Supposedly the “de-proxy” should be done on the FWPM_LAYER_INBOUND_TRANSPORT_V4, I have register a filter without conditions and the response packet is not hitting it (I can identify the packet by the remote ip address and port). Neither the packet is present on the FWPM_LAYER_INBOUND_TRANSPORT_V4_DISCARD nor on the FWPM_LAYER_DATAGRAM_DATA_V4/FWPM_LAYER_DATAGRAM_V4_DISCARD or FWPM_LAYER_INBOUND_IPPACKET_V4_DISCARD layers. Can another callout be absorbing the packet? or Is the TCP/IP stack dropping the packet?, but if it is dropping the packet, how come I can’t get the packet on any of the discard layers?
Are you actually sending the response back to the “source application”? (The application that made the DNS request)
Have you tried a filter with a condition of “protocol == UDP”?

The only layer where i can get the packet is FWPM_LAYER_INBOUND_IPPACKET_V4 layer
You can definitely get this packet at the transport layer. (Assuming correct implementation)

// Block-adsorb the original NET_BUFFER_LIST and queued it to be processed by a worker thread
I would suggest you trim your solution down. Focus on getting inline packet modification working before worry about worker threads.

To recalculate the Ip Header checksum I am using this function: …
I’d use FwpsConstructIpHeaderForTransportPacket for this

As before the injection function returns STATUS_SUCCESS, but the completion function returns STATUS_DATA_NOT_ACCEPTED.
Stick a breakpoint in your completion function. What does !ndiskd.nbl your_net_buffer_list_address display? Anything interesting?

Also, I have seen some posts on the msdn forums recommending to use the ALE_CONNECT_REDIRECT_V4 layer but as far as I have tested this layer doesn’t seem work with DNS Queries

It should. Indeed a few years ago I worked with MS to get a few bugs fixed in this area. Redirection at this layer is different than other layers though, you’re not injecting on a per packet basis. https://docs.microsoft.com/en-us/windows-hardware/drivers/network/using-bind-or-connect-redirection is a good doc for getting started.

Hope this helps,
J

Did you solve this issue? I am having the same problem. I also tried using ALE_CONNECT_REDIRECT_V4 - checked for UDP and port 53 and rewrote the destination IP to (in my case) a different public DNS server (like 1.1.1.1) - but it didn’t work… a packet sniffer does show the DNS packets going to 1.1.1.1 and even getting a response, but the application didn’t notice the DNS request somehow and the DNS just failed. Do i also have to rewrite the incoming packet to restore the original DNS server (from 1.1.1.1) ?

@FunGuy77 said:
Did you solve this issue? I am having the same problem. I also tried using ALE_CONNECT_REDIRECT_V4 - checked for UDP and port 53 and rewrote the destination IP to (in my case) a different public DNS server (like 1.1.1.1) - but it didn’t work… a packet sniffer does show the DNS packets going to 1.1.1.1 and even getting a response, but the application didn’t notice the DNS request somehow and the DNS just failed. Do i also have to rewrite the incoming packet to restore the original DNS server (from 1.1.1.1) ?
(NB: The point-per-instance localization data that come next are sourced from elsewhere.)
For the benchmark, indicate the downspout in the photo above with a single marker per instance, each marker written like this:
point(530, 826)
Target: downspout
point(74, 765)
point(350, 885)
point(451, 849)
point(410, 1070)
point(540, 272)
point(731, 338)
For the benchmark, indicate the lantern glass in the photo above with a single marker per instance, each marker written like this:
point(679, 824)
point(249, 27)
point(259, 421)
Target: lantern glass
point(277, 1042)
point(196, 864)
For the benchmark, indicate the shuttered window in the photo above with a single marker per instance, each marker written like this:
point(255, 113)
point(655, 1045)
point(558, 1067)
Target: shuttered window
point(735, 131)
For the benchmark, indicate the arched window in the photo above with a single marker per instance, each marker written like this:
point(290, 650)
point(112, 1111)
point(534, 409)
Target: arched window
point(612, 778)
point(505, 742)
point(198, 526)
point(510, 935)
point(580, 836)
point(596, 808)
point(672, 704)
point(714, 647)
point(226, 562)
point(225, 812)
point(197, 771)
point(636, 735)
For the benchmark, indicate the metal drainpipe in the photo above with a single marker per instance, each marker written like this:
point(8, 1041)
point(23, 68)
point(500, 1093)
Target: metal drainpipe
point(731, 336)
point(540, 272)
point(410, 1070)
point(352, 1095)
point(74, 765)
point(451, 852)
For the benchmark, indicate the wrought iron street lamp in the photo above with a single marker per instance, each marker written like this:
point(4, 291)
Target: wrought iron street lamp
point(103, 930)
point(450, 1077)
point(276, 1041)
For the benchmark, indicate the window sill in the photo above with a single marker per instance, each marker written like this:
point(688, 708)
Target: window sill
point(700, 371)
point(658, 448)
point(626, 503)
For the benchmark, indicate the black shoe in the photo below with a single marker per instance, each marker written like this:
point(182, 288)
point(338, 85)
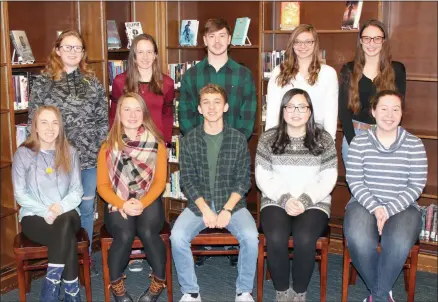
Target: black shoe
point(233, 258)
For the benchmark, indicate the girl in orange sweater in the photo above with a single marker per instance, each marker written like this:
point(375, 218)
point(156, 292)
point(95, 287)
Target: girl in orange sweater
point(131, 175)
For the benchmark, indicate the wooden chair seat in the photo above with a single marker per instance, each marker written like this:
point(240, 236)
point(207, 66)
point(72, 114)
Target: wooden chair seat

Yes.The whole proceudre should be like this:1.In the ALE_CONNECT_REDIRECT,redirect the dst ip(filter condition is:udp+port53),like 1.1.1.1。 2.In the DATAGRAM DATA layer,use NdisAdvanceNetBufferDataStart to get the whole udp flow,and redirect the src ip(1.1.1.1) to original ip,and then don’t forget to update IpHeaderChecksum(this is important,if you don’t do it,the app will not recognize this response) ,at last,use FwpsInjectTransportReceiveAsync.